Information on obtaining a copy of the report, “Food Business Mergers & Acquisitions: 2001" is available at www.foodinstitute.com. The Food Institute is based in Elmwood Park, N.J.

Fortified foods market reaches $18 billion
A new report shows that total fortified food and beverage market sales have tripled since 1997.

According to The U.S. Market for Fortified Foods: Expanding the Boundaries, a newly published Packaged Facts report available at MarketResearch.com, sales of the total fortified foods market reached almost $18 billion in 2001, tripling the sales figure posted in 1997. Retail sales are forecasted to reach $28.6 billion by 2006. The report states that success within the fortified foods market stems from the industry’s high rate of product development. Consumer willingness to purchase fortified foods when they hit the market is also a factor.

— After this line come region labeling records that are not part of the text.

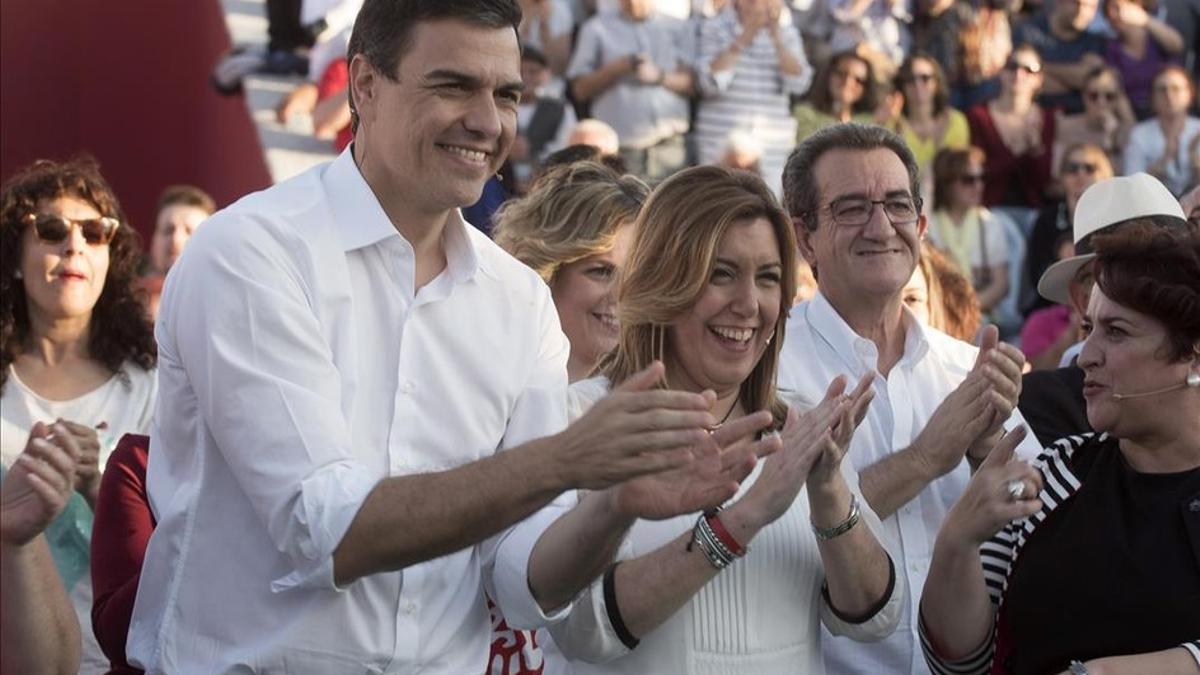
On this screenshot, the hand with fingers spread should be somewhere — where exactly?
[808,371,875,486]
[938,426,1042,548]
[967,325,1025,462]
[612,411,780,520]
[553,362,716,490]
[0,423,82,546]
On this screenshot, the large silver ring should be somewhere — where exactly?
[1004,478,1025,502]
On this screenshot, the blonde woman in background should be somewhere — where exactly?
[493,157,649,382]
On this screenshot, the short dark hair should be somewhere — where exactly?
[784,123,920,231]
[1094,216,1200,362]
[155,185,217,215]
[346,0,521,81]
[0,155,157,392]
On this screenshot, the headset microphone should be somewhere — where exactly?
[1112,372,1200,401]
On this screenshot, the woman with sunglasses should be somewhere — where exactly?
[895,53,971,199]
[920,175,1200,675]
[537,166,906,675]
[1104,0,1184,119]
[1054,66,1138,174]
[0,159,157,673]
[792,52,877,143]
[1124,65,1200,196]
[967,44,1055,209]
[1025,141,1116,319]
[929,145,1014,322]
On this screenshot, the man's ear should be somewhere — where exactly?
[792,216,817,269]
[349,54,379,120]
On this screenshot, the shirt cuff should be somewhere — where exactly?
[271,461,379,593]
[492,492,574,631]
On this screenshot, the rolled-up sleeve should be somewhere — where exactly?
[480,282,575,629]
[160,213,382,591]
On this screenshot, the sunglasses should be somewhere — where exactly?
[1087,91,1117,103]
[1004,61,1042,74]
[25,214,121,246]
[833,71,866,86]
[1062,162,1099,175]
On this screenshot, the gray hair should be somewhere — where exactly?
[784,123,920,231]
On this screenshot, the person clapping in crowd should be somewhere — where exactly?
[922,178,1200,674]
[0,159,157,673]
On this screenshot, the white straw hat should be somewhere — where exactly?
[1038,173,1187,305]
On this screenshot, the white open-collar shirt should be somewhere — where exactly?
[779,292,1040,675]
[127,151,571,675]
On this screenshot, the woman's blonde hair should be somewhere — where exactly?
[493,162,649,283]
[598,166,796,424]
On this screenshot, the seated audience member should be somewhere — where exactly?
[517,0,575,72]
[913,0,1013,110]
[1124,66,1200,195]
[828,0,913,79]
[1025,143,1115,314]
[150,185,217,275]
[0,423,82,675]
[1103,0,1183,119]
[920,195,1200,674]
[566,0,695,181]
[547,166,907,674]
[493,161,648,382]
[1054,66,1138,171]
[566,118,620,157]
[0,159,157,673]
[1019,173,1184,446]
[695,0,812,195]
[967,44,1056,208]
[91,434,155,675]
[713,131,763,172]
[894,53,971,197]
[792,52,877,143]
[1008,0,1104,111]
[904,240,983,342]
[929,147,1015,321]
[509,45,576,195]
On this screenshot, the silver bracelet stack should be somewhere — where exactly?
[812,492,859,542]
[689,513,738,569]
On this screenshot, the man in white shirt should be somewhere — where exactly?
[127,0,769,674]
[779,124,1038,674]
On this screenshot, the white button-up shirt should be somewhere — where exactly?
[779,293,1039,674]
[127,151,570,675]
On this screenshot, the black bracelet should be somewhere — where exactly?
[604,562,641,650]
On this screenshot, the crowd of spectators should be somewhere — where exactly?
[0,0,1200,673]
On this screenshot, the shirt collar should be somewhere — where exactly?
[809,291,929,368]
[323,144,486,282]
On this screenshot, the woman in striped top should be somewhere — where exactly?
[920,178,1200,675]
[696,0,812,196]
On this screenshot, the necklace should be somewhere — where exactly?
[708,401,738,434]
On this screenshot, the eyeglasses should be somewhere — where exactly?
[833,70,866,86]
[1004,61,1042,74]
[1062,162,1100,175]
[809,195,922,227]
[25,214,121,246]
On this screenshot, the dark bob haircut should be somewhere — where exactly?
[0,156,157,390]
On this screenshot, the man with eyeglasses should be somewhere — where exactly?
[779,124,1038,674]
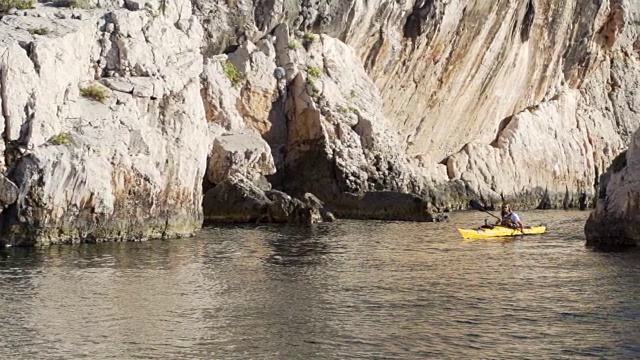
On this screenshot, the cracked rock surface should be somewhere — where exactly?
[0,0,640,245]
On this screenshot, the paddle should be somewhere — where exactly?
[469,200,502,220]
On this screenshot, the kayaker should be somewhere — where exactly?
[496,204,524,234]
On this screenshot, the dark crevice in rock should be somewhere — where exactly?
[520,0,536,42]
[18,41,40,75]
[364,30,384,69]
[489,115,515,148]
[403,0,435,40]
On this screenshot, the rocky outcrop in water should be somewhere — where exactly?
[0,1,208,245]
[584,130,640,249]
[0,0,640,244]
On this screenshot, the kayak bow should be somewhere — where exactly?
[458,225,547,239]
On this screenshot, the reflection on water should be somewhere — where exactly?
[0,211,640,359]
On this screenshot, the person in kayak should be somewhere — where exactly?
[496,204,524,234]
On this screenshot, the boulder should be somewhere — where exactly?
[207,130,276,190]
[203,175,334,224]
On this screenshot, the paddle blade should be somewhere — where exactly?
[469,200,486,211]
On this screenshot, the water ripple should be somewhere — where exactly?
[0,211,640,359]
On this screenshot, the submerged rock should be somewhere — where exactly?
[203,176,334,224]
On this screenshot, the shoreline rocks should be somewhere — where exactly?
[584,130,640,250]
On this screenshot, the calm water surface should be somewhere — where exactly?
[0,211,640,359]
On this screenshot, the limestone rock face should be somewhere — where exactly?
[0,1,209,245]
[203,25,445,220]
[196,0,640,208]
[203,175,333,224]
[208,131,276,186]
[585,130,640,249]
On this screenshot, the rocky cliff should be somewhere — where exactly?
[0,0,640,244]
[585,130,640,249]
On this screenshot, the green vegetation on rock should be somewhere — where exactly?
[80,84,109,102]
[307,66,322,78]
[289,40,301,50]
[53,0,92,9]
[49,132,71,145]
[0,0,36,14]
[222,60,245,87]
[27,26,49,35]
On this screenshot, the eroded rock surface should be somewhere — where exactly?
[196,0,640,208]
[0,1,208,245]
[585,130,640,249]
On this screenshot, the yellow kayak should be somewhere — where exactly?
[458,225,547,239]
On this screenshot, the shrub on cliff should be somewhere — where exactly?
[53,0,91,9]
[0,0,36,15]
[80,84,108,102]
[49,132,71,145]
[27,26,49,35]
[222,60,244,87]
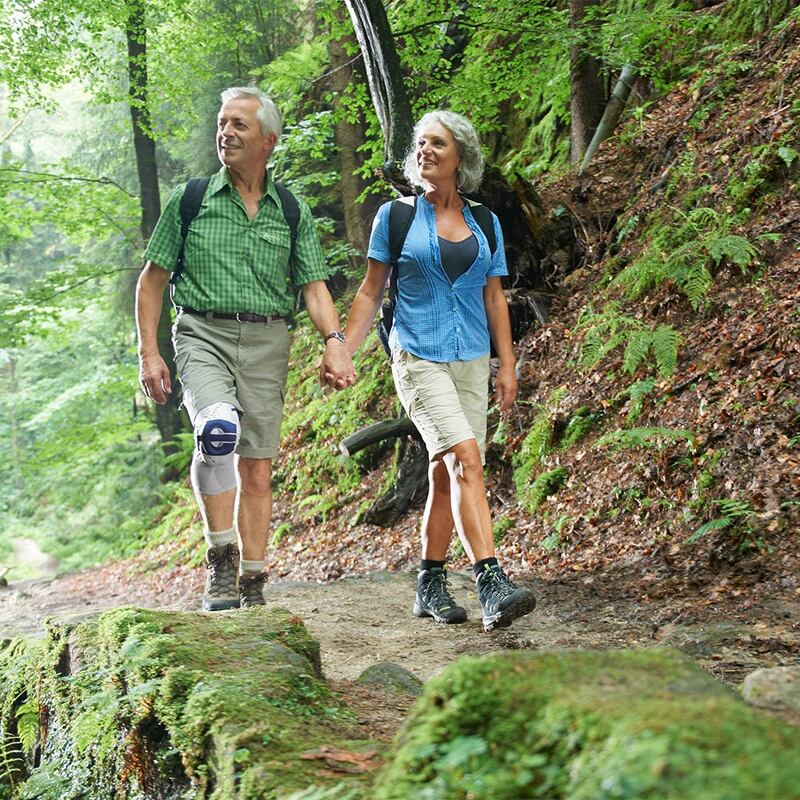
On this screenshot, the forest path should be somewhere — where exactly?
[0,561,800,685]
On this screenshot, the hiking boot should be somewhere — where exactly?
[203,544,239,611]
[414,567,467,624]
[239,572,267,608]
[476,564,536,633]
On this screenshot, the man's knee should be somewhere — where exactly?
[192,403,240,494]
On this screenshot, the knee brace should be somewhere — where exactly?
[191,403,239,494]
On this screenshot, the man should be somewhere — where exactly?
[136,87,355,611]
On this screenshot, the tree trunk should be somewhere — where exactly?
[578,64,637,175]
[569,0,605,163]
[328,8,382,260]
[125,0,183,462]
[345,0,413,168]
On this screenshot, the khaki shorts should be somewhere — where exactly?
[392,350,489,461]
[172,313,289,458]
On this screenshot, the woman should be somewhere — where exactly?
[345,111,536,631]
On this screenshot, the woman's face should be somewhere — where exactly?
[416,122,461,187]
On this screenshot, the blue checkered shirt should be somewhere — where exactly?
[367,196,508,362]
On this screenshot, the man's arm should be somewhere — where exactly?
[303,281,356,389]
[345,258,391,355]
[136,261,172,405]
[483,277,517,413]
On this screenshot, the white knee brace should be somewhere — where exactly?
[191,403,239,494]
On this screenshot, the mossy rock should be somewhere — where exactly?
[374,648,800,800]
[0,607,374,800]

MarketResearch.com provides research reports through an online database of more than 50,000 market research publications from more than 350 publishers.

CAMBIA offers patent database
The Center for the Application of Molecular Biology to International Agriculture (CAMBIA) is offering the CAMBIA Intellectual Property (IP) Resource. This searchable Web-based database, www.cambiaip.org, contains more than 257,000 agriculture-related patents from America, Europe, and the international Patent Co-operation Treaty system.

CAMBIA is based in Australia.

PowerPoint presentation on product development available
An educational PowerPoint presentation on newly emerging methods for product development is now available.

IFT Professional Members Howard Moskowitz, of Moskowitz Jacobs Inc., and Jacqueline Beckley, of the Understanding & Insight Group, have created the presentation, which also includes three videos and a concept optimizer. The presentation includes information on ethnographic observation, foundation studies that give a different twist to ethnography, in-depth interviews by computer and the subsequent text analysis, creation of concept elements by a Delphi technique using consumers on the Internet, rapid conjoint analysis to fine-tune the ideas, and concept optimization to run the results and get the best concepts.

The PowerPoint program is available at www.mji-designlab.com/contact2.html.

Moskowitz Jacobs is based in White Plains, N.Y. The Understanding & Insight Group is based in Denville, N.J.